SPOKANE — Idaho’s Schweitzer Mountain Resort threatened Thursday to close unless skiers and snowboarders start voluntarily masking up.
“If we cannot get this under control, I’m willing to shut down the entire operation until we’re able to open additional lifts and terrain,” said Tom Chasse, the resort’s president in an email to season pass holders and newsletter subscribers.
The mountain requires that all skiers and snowboarders wear a mask, or some other type of face covering, when waiting in lift lines.
Because of the pandemic, the resort is only loading members of the same household onto chairlifts. At the same time much of the mountain remains closed due to limited snowfall. These two factors have led to long lift lines, Chasse said.
When he skied the mountain on Sunday, Chasse said, roughly 90 percent of guests were masked up in line. However, the 10 percent that weren’t are taxing mountain staff.
“A lot of teenage kids,” he said of the main offenders. “They’ll put it up. But as soon as they go by you they drop it down.”
Most people aren’t defensive or aggressive when asked to cover up. Instead, they need a “constant reminder.” But, having to do the reminding is getting to be too much.
“It’s unrealistic to staff every bathroom, every lift line and every indoor space to remind guests to mask up,” he wrote.
The letter, which was posted on Facebook around 1 p.m., comes just days after Bonner County Sheriff Daryl Wheeler said he would not enforce a North Idaho mask mandate. That proclamation was followed by a Bonner County commissioner threatening to cut funding to the Panhandle Health District.

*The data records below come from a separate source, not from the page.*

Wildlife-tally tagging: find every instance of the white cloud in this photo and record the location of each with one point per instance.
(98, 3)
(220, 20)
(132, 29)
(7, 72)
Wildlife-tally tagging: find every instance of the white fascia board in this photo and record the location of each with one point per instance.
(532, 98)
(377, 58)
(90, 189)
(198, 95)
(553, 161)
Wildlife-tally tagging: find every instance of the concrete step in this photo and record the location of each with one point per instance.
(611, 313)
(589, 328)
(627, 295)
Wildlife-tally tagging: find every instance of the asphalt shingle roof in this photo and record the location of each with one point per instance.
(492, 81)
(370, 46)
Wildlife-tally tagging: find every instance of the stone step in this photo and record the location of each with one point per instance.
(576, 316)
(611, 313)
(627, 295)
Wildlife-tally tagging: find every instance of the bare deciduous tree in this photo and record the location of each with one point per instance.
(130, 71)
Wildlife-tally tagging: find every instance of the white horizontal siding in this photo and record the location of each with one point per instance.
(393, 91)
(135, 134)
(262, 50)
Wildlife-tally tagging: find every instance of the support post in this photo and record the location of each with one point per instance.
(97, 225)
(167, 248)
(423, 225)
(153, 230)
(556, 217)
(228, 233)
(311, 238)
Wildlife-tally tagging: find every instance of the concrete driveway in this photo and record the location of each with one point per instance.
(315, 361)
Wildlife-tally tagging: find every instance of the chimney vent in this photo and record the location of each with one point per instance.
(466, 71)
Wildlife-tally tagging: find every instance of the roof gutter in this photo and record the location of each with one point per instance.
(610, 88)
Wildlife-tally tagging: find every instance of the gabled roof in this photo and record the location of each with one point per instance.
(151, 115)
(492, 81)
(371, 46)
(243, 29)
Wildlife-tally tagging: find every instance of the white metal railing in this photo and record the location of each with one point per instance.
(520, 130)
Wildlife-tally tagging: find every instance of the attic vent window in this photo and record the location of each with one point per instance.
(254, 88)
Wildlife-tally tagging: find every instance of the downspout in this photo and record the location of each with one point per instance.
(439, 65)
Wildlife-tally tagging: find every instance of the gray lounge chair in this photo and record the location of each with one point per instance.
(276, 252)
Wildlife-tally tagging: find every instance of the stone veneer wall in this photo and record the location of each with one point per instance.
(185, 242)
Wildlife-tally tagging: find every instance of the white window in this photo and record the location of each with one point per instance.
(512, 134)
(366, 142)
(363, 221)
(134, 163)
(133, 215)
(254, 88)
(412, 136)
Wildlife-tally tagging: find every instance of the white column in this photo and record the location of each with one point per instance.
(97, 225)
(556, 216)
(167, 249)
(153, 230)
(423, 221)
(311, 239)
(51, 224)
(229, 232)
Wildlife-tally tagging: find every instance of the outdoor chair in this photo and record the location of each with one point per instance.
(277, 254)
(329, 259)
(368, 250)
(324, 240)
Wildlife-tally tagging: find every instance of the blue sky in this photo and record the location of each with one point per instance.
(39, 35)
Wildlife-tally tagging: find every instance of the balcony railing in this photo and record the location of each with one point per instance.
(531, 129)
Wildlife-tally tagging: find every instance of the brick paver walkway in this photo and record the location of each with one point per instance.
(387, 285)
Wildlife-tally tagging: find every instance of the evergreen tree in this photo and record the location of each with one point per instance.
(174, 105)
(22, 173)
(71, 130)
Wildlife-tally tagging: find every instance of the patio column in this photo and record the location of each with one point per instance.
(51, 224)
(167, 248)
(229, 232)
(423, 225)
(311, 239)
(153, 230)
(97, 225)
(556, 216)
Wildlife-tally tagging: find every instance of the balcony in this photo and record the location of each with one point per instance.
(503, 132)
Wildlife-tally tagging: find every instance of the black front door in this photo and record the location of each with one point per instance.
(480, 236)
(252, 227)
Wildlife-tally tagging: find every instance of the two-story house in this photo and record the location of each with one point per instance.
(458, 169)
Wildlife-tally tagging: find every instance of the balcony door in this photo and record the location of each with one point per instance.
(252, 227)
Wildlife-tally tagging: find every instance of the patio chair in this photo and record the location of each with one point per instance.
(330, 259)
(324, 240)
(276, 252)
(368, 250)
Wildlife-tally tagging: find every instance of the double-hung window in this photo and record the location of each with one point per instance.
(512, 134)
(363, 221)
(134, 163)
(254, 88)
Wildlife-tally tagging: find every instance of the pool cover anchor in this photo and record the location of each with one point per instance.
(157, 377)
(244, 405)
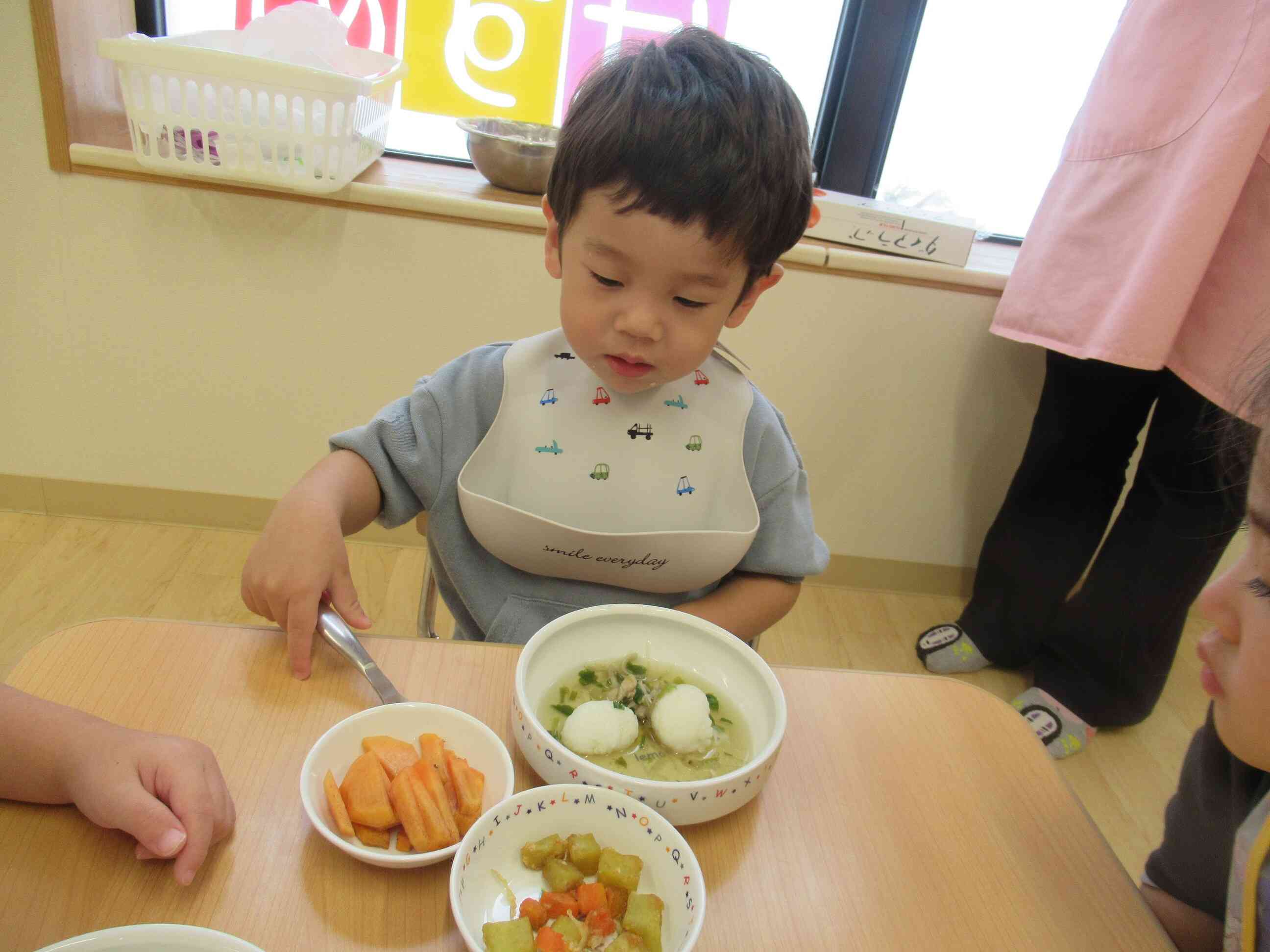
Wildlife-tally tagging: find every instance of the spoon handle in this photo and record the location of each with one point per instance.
(343, 640)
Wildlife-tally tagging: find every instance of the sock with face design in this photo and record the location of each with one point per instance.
(947, 649)
(1058, 729)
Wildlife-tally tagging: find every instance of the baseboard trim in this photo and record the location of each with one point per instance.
(218, 511)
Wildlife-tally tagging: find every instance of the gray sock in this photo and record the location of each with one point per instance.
(947, 649)
(1060, 730)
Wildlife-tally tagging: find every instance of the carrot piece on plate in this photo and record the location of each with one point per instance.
(591, 897)
(600, 922)
(550, 941)
(336, 803)
(533, 910)
(469, 788)
(431, 782)
(394, 754)
(371, 837)
(366, 794)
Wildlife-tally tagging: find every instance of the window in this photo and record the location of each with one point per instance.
(952, 104)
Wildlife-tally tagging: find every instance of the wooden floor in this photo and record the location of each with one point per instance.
(57, 571)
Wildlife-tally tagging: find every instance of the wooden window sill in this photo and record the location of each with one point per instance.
(87, 132)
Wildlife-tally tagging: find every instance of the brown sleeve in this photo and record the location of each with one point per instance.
(1215, 795)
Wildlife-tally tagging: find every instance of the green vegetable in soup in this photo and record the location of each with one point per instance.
(535, 855)
(644, 918)
(574, 932)
(562, 876)
(620, 870)
(584, 852)
(513, 936)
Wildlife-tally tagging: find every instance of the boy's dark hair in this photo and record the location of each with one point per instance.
(691, 129)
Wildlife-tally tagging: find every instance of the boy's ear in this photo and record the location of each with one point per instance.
(742, 310)
(552, 249)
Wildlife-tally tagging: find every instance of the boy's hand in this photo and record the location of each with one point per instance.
(167, 792)
(297, 559)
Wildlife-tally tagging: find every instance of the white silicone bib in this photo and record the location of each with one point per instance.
(646, 492)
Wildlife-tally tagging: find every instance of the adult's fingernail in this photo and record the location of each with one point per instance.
(171, 842)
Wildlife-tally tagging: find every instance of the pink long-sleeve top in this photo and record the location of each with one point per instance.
(1151, 247)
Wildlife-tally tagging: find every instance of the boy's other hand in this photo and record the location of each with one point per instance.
(167, 792)
(299, 558)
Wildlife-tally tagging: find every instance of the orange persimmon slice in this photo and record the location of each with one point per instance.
(434, 749)
(469, 790)
(437, 820)
(408, 810)
(336, 803)
(431, 781)
(394, 754)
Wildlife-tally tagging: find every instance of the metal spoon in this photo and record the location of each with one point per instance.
(343, 640)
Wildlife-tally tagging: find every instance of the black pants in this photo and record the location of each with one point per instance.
(1106, 651)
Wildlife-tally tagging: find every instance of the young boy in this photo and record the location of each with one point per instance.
(1212, 865)
(681, 175)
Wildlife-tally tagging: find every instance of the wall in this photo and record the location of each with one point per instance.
(181, 339)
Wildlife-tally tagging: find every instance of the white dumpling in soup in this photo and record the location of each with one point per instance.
(681, 720)
(600, 728)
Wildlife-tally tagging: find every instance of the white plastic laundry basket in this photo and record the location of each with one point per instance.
(200, 107)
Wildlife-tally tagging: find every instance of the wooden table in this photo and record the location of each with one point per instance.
(906, 813)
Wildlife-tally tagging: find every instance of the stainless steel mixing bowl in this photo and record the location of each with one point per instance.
(513, 155)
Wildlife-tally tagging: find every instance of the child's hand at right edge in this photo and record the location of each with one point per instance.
(301, 552)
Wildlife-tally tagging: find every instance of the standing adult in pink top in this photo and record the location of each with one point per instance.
(1146, 275)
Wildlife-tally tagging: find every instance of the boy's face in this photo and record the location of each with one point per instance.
(1236, 654)
(643, 300)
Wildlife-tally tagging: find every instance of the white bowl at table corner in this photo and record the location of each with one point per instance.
(154, 937)
(342, 744)
(671, 870)
(671, 638)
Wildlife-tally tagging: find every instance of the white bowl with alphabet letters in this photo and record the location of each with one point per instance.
(493, 846)
(704, 651)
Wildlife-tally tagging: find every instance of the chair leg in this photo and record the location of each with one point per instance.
(428, 606)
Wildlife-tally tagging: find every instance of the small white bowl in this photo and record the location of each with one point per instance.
(671, 870)
(342, 744)
(671, 638)
(154, 937)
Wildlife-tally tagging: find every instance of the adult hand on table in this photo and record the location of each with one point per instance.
(300, 558)
(167, 792)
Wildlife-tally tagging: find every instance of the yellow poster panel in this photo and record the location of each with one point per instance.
(484, 59)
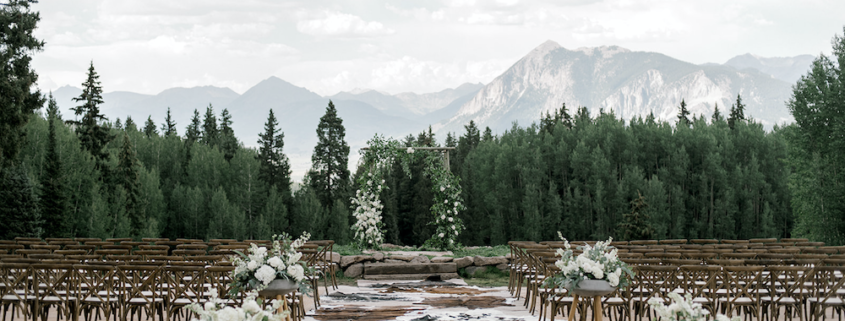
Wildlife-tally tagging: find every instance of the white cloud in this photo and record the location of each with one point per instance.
(335, 23)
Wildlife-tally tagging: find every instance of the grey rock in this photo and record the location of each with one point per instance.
(352, 259)
(378, 256)
(485, 261)
(464, 262)
(354, 270)
(472, 270)
(421, 260)
(441, 259)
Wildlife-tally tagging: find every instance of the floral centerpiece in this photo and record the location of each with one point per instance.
(597, 262)
(255, 270)
(217, 310)
(683, 309)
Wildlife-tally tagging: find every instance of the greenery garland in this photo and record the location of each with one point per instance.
(446, 188)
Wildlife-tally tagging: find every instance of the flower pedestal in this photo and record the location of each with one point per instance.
(590, 288)
(278, 288)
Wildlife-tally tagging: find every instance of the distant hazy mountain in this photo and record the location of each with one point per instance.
(788, 69)
(615, 79)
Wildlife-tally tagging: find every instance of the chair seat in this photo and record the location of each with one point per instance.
(829, 301)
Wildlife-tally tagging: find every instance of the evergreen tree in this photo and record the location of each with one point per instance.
(210, 132)
(192, 132)
(683, 115)
(54, 203)
(150, 129)
(20, 214)
(329, 174)
(129, 179)
(228, 141)
(18, 100)
(274, 167)
(130, 125)
(53, 111)
(717, 115)
(93, 135)
(169, 126)
(737, 112)
(488, 135)
(635, 224)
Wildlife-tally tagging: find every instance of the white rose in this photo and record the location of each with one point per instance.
(265, 274)
(252, 265)
(275, 262)
(251, 306)
(228, 314)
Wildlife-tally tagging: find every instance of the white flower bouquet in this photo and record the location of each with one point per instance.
(597, 262)
(255, 270)
(216, 310)
(682, 309)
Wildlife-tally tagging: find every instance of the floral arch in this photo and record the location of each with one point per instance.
(446, 188)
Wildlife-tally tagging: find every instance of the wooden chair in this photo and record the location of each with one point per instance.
(16, 292)
(785, 290)
(139, 291)
(743, 284)
(827, 282)
(55, 286)
(98, 293)
(653, 281)
(185, 285)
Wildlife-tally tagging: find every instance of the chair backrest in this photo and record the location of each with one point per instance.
(742, 282)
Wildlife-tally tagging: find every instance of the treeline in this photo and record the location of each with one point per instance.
(700, 178)
(88, 176)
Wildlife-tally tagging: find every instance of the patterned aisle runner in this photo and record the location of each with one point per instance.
(419, 301)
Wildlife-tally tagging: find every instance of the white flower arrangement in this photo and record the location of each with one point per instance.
(255, 270)
(683, 309)
(598, 262)
(216, 310)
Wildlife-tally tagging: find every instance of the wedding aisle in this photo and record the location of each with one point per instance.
(418, 300)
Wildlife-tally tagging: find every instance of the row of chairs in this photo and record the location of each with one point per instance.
(819, 276)
(73, 275)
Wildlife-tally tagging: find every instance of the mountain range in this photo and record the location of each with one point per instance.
(628, 83)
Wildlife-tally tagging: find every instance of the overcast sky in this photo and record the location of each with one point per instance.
(147, 46)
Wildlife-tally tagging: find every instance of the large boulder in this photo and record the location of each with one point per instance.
(406, 258)
(441, 259)
(352, 259)
(421, 260)
(354, 270)
(464, 262)
(485, 261)
(472, 270)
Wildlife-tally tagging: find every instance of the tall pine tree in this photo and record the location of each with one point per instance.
(329, 174)
(54, 202)
(128, 176)
(274, 165)
(18, 100)
(226, 137)
(168, 129)
(93, 135)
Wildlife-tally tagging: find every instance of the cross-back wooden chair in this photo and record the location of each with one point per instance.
(139, 291)
(701, 282)
(16, 292)
(827, 284)
(743, 284)
(98, 294)
(653, 281)
(785, 291)
(55, 286)
(185, 285)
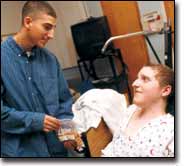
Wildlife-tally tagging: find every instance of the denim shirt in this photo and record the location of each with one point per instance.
(31, 87)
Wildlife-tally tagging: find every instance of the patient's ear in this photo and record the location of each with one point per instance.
(166, 90)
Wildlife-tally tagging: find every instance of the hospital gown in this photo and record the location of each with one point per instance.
(154, 139)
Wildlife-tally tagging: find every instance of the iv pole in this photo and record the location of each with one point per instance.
(145, 33)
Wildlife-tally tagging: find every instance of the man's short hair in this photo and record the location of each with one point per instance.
(31, 8)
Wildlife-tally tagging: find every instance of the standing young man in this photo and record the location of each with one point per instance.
(34, 93)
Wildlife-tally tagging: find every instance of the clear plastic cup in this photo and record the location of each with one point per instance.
(67, 130)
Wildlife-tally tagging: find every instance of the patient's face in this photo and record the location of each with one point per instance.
(146, 88)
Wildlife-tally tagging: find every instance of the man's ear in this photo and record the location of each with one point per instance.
(28, 22)
(166, 91)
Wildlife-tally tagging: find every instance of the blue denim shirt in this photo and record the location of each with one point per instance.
(30, 88)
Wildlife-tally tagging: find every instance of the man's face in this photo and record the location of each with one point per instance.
(146, 88)
(41, 29)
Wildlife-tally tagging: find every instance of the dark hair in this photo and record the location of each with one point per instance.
(31, 8)
(165, 76)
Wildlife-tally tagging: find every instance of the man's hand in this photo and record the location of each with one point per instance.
(70, 144)
(51, 123)
(74, 144)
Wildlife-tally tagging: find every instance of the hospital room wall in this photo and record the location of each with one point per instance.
(125, 17)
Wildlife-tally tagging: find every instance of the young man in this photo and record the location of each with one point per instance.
(34, 93)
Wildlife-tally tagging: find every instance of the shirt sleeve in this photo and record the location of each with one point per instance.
(170, 148)
(19, 121)
(65, 98)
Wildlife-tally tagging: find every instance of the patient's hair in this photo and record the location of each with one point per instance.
(33, 8)
(165, 76)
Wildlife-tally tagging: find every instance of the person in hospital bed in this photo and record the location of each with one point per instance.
(147, 129)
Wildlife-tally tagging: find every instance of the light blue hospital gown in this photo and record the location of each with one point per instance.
(155, 139)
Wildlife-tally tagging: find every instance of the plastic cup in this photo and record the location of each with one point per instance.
(67, 130)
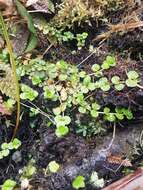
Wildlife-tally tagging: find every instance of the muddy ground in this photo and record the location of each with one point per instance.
(76, 154)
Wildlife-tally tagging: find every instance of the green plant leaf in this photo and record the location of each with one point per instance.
(132, 75)
(62, 120)
(9, 185)
(53, 166)
(61, 131)
(95, 67)
(115, 80)
(94, 113)
(119, 87)
(131, 82)
(4, 146)
(16, 143)
(82, 109)
(78, 182)
(5, 152)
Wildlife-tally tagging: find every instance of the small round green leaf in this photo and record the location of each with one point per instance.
(53, 166)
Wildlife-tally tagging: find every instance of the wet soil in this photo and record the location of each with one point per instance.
(75, 153)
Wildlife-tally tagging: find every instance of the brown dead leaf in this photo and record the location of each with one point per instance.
(63, 94)
(7, 6)
(118, 159)
(133, 181)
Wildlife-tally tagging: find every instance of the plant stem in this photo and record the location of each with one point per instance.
(13, 65)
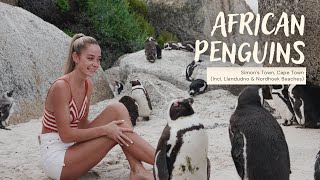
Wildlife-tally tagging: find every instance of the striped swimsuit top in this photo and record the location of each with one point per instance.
(49, 121)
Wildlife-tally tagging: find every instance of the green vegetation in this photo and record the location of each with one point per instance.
(63, 5)
(119, 25)
(166, 36)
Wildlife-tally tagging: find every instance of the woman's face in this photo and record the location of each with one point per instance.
(89, 60)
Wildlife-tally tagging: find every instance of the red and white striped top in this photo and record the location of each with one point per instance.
(49, 121)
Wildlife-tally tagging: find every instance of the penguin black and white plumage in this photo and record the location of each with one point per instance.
(305, 102)
(197, 86)
(182, 151)
(6, 109)
(171, 45)
(280, 97)
(150, 49)
(118, 87)
(191, 70)
(140, 95)
(259, 148)
(132, 108)
(317, 167)
(187, 46)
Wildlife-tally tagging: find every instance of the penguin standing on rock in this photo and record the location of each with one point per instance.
(150, 49)
(197, 86)
(118, 87)
(190, 70)
(305, 102)
(132, 108)
(140, 95)
(259, 148)
(280, 97)
(6, 109)
(183, 146)
(171, 45)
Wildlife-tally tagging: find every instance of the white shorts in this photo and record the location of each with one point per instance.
(52, 152)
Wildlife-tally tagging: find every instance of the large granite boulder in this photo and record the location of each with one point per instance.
(194, 19)
(171, 68)
(32, 56)
(311, 51)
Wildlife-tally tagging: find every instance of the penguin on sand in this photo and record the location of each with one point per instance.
(140, 95)
(6, 109)
(259, 148)
(183, 136)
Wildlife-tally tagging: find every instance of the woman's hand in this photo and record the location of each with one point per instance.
(115, 132)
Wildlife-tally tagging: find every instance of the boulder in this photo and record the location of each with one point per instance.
(171, 68)
(32, 56)
(311, 51)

Chasse’s letter references the turmoil, stating that “the pandemic has become somewhat of a political issue locally.”
The Panhandle Health District Board of Health, which serves Kootenai, Benewah, Boundary, Shoshone and Bonner counties, passed a mask mandate Nov. 19 for the five-county district. Schweitzer, located north of Sandpoint, is in Bonner County.
Those conflicting messages have created “challenges for us,” wrote Chasse.
Skiers or snowboarders who don’t want to cover their face have until Dec. 11 to roll their season passes forward a year.
“If you’re not happy with our protocol, even if you’ve skied every day this season, we will roll your pass next year. Just take the year off,” Chasse said. “I don’t want you to come here and be miserable.”
Currently, Schweitzer is only open to season pass holders on the weekends and there are a limited number of day passes available midweek. By Dec. 18 the resort will start selling a limited number of day tickets all week.